Pour saisir les conséquences de cet effondrement silencieux, qui était sur toutes les lèvres lors des Assises nationales de la protection de l’enfance qui se sont tenues les 27 et 28 juin à Lyon, Mediapart a interrogé quatre juges (adhérent·es du SM ayant répondu au questionnaire). En poste en Seine-Saint-Denis, Sibylle* résume : « Parfois, on a de la chance, la situation dans la famille se rétablit toute seule ; mais tellement de fois, c’est dramatique. » (...)
Un sentiment de gâchis et d’impuissance étreint donc ces magistrat·es. Le plus rageant, peut-être : ces juges arrivent régulièrement à obtenir, lors de la première audience avec les parents, une forme d’acceptation du suivi éducatif. « On leur explique que c’est dans l’intérêt de l’enfant, qu’on va les aider, déclare Charlotte. La plupart des parents adhèrent, en fait.
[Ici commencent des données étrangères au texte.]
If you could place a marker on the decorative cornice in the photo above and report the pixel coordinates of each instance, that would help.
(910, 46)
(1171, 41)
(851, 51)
Notamment lorsqu’ils ont de grands adolescents aux manifestations “bruyantes”. » Mais quand ils ne voient personne sonner chez eux, « ils ne comprennent plus : “Vous nous avez dit que ça n’allait pas et vous nous abandonnez ?!” ». Certains finissent par écrire au tribunal pour réclamer eux-mêmes que les décisions de justice s’appliquent.
Les magistrat·es, de plus, sont rarement informé·es de l’inexécution de leurs ordonnances. (...)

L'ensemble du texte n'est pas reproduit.